15.10 The EGGROLL Vision: Inference IS Training

The paper's most provocative claim is that EGGROLL fundamentally changes the relationship between inference and training:

Traditional view:
  Training ≠ Inference
  Training: forward + backward + optimizer = expensive
  Inference: forward only = cheap
  Cost ratio: Training / Inference ≈ 3-5x

EGGROLL view:
  Training ≈ Inference
  Training: forward + perturbation + fitness = almost as fast as inference
  Inference: forward only
  Cost ratio: Training / Inference ≈ 1.1x

Implication: Any system that can run batched inference can also TRAIN,
with only 10% overhead. This means:
  - Edge devices can self-improve
  - Inference servers can simultaneously fine-tune
  - Any fitness function becomes a training signal
  - The distinction between deployment and training dissolves

This vision, if realized at larger scale and across more architectures, would represent a fundamental shift in how ML systems are deployed and improved.

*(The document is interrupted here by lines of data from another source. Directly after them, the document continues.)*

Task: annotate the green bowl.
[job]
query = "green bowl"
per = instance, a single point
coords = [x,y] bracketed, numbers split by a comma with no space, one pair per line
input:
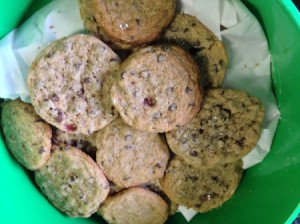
[269,192]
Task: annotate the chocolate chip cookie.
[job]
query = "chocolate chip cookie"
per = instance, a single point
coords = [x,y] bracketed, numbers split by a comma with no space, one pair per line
[69,84]
[157,88]
[226,129]
[190,33]
[126,24]
[72,181]
[201,189]
[27,136]
[130,157]
[134,206]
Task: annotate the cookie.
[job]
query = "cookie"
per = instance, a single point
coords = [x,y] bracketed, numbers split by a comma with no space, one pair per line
[73,182]
[127,23]
[84,142]
[201,189]
[69,84]
[190,33]
[226,129]
[129,157]
[157,89]
[27,136]
[134,206]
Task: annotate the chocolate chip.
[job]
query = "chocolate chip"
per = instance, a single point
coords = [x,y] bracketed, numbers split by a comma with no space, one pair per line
[215,178]
[55,97]
[114,60]
[173,107]
[197,43]
[128,137]
[158,165]
[198,205]
[193,178]
[87,80]
[128,147]
[156,115]
[80,93]
[183,140]
[123,75]
[138,21]
[221,63]
[145,74]
[173,29]
[240,142]
[126,178]
[208,196]
[77,65]
[42,150]
[191,104]
[70,127]
[193,50]
[59,118]
[170,89]
[188,90]
[148,101]
[161,58]
[194,153]
[194,137]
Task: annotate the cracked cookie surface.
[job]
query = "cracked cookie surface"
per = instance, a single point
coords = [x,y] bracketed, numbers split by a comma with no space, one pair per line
[135,206]
[72,181]
[157,89]
[210,53]
[226,129]
[201,189]
[27,136]
[126,24]
[130,157]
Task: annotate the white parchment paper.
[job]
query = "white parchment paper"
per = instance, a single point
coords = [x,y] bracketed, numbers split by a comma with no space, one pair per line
[245,42]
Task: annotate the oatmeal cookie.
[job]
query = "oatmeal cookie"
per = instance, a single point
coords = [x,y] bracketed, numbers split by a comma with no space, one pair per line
[27,136]
[157,89]
[69,84]
[226,129]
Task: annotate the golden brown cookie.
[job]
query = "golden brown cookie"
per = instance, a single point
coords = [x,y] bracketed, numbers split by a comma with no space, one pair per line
[27,136]
[69,84]
[226,129]
[201,189]
[210,53]
[129,157]
[72,182]
[157,89]
[134,206]
[127,23]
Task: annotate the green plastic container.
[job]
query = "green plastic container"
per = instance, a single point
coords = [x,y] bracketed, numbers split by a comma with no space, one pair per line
[269,192]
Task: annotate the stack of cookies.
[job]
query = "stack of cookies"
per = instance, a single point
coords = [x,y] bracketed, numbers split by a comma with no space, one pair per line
[131,139]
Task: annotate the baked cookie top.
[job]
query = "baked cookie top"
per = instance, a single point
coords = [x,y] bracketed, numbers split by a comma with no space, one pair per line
[210,53]
[27,136]
[132,22]
[70,81]
[129,157]
[226,129]
[157,88]
[73,182]
[134,206]
[201,189]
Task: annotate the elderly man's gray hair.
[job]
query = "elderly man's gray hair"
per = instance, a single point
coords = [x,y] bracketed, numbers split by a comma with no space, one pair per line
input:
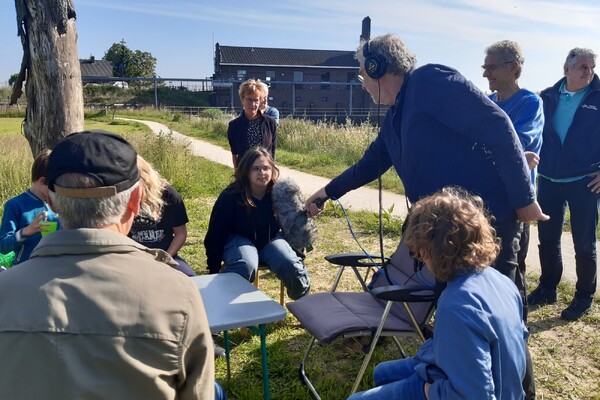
[88,213]
[577,53]
[400,60]
[508,51]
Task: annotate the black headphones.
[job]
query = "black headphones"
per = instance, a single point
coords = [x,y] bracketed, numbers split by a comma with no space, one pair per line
[375,65]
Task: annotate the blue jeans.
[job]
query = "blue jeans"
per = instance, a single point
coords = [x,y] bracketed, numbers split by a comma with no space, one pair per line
[219,392]
[240,256]
[183,266]
[394,380]
[583,206]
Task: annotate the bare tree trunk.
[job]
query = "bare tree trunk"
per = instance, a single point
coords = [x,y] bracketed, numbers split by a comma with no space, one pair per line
[51,71]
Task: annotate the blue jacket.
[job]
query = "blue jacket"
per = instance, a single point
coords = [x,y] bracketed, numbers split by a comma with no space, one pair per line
[580,153]
[478,345]
[526,112]
[444,131]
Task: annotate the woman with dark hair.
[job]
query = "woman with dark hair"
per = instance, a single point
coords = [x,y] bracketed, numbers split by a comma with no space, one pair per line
[253,127]
[243,231]
[478,345]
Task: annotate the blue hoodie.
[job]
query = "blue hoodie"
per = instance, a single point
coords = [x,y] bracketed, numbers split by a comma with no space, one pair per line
[580,153]
[444,131]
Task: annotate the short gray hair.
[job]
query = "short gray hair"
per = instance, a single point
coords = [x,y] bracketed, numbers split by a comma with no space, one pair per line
[576,53]
[509,51]
[400,60]
[77,213]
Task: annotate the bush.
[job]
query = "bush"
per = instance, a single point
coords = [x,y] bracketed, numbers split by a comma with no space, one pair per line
[212,113]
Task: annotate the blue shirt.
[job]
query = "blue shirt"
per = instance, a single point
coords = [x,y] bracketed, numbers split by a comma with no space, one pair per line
[478,345]
[526,112]
[444,131]
[19,212]
[568,103]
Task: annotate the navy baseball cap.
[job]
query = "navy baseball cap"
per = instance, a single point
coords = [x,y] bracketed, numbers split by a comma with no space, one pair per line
[103,156]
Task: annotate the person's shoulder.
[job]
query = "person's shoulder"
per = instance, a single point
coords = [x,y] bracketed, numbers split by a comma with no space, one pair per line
[554,89]
[269,119]
[228,194]
[237,120]
[16,202]
[529,95]
[171,194]
[435,74]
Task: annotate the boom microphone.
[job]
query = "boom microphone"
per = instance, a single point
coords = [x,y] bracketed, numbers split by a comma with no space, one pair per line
[298,229]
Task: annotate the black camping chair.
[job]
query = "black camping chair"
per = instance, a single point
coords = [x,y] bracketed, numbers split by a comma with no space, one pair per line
[399,301]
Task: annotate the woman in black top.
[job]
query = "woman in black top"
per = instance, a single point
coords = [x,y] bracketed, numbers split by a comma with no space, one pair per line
[252,128]
[243,231]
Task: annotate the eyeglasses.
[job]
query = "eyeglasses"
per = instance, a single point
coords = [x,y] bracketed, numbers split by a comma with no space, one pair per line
[257,169]
[251,100]
[415,256]
[493,67]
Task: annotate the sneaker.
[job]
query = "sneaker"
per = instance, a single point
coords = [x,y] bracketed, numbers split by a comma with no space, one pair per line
[219,351]
[541,296]
[577,309]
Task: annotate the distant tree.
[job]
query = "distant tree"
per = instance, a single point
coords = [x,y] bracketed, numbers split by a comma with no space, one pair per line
[13,78]
[50,70]
[128,63]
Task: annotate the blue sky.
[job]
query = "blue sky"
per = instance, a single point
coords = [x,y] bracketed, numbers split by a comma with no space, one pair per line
[181,34]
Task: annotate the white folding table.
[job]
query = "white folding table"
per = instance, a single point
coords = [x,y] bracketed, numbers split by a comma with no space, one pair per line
[232,302]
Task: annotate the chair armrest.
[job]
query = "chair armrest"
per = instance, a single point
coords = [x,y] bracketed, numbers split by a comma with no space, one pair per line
[416,294]
[354,260]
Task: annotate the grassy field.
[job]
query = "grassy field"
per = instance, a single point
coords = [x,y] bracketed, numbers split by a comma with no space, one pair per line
[566,355]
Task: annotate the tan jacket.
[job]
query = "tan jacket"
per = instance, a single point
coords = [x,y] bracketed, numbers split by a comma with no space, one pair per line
[93,315]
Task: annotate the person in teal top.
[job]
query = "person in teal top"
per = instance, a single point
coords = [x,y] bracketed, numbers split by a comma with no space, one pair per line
[27,215]
[502,68]
[569,173]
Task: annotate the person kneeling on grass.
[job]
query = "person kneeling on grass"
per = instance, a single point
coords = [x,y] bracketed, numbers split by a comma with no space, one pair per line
[243,231]
[478,346]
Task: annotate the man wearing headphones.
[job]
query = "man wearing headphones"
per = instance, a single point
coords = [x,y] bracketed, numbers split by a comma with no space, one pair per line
[441,131]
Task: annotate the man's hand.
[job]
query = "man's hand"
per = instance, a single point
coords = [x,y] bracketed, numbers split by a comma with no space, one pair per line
[531,213]
[35,227]
[594,185]
[311,207]
[532,159]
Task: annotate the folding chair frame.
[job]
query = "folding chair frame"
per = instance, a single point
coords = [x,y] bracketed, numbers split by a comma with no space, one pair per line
[391,294]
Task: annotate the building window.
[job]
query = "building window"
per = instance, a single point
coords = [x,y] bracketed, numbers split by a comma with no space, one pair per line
[299,77]
[351,77]
[325,79]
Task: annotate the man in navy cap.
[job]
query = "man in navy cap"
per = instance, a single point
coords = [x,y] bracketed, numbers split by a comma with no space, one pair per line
[93,314]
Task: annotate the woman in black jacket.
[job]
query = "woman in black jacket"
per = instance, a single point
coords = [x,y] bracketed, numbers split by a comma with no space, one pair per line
[243,231]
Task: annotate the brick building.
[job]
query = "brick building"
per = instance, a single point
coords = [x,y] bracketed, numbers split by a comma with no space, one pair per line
[302,82]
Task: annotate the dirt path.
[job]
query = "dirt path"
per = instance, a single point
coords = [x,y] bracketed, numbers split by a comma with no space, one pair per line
[362,198]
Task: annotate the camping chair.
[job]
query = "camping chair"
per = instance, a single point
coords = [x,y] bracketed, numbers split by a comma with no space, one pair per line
[399,301]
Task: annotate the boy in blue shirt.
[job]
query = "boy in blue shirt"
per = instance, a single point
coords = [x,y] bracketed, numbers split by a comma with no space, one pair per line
[26,215]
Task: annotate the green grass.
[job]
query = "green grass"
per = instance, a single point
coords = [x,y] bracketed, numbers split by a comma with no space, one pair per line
[566,355]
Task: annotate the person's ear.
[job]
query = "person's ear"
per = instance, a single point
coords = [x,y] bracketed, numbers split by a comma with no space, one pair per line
[51,203]
[135,200]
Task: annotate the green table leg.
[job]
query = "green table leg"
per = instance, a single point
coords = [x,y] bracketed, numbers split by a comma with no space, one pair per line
[262,331]
[227,353]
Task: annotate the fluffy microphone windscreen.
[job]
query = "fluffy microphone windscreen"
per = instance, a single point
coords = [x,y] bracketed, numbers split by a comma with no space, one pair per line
[288,203]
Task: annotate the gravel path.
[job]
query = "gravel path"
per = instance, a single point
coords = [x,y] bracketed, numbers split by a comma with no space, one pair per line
[362,198]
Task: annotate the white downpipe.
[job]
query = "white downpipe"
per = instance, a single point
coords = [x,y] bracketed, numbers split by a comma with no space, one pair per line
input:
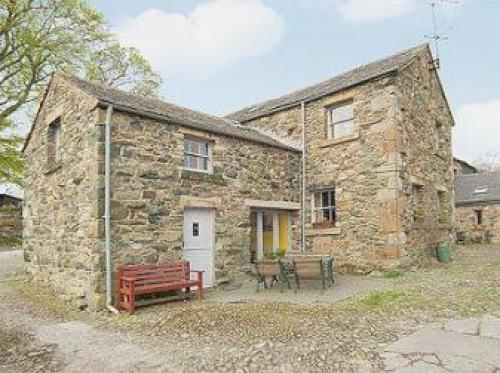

This analysis is based on the arXiv paper (2511.16652v2), the project website (eshyperscale.github.io), the open-source code repositories (HyperscaleES, nano-egg, jaxrwkv), and supplementary information from the AlphaXiv discussion page. EGGROLL represents a significant advance in making evolution strategies practical for billion-parameter model training, with implications spanning LLM post-training, novel architecture exploration, and the fundamental relationship between inference and learning.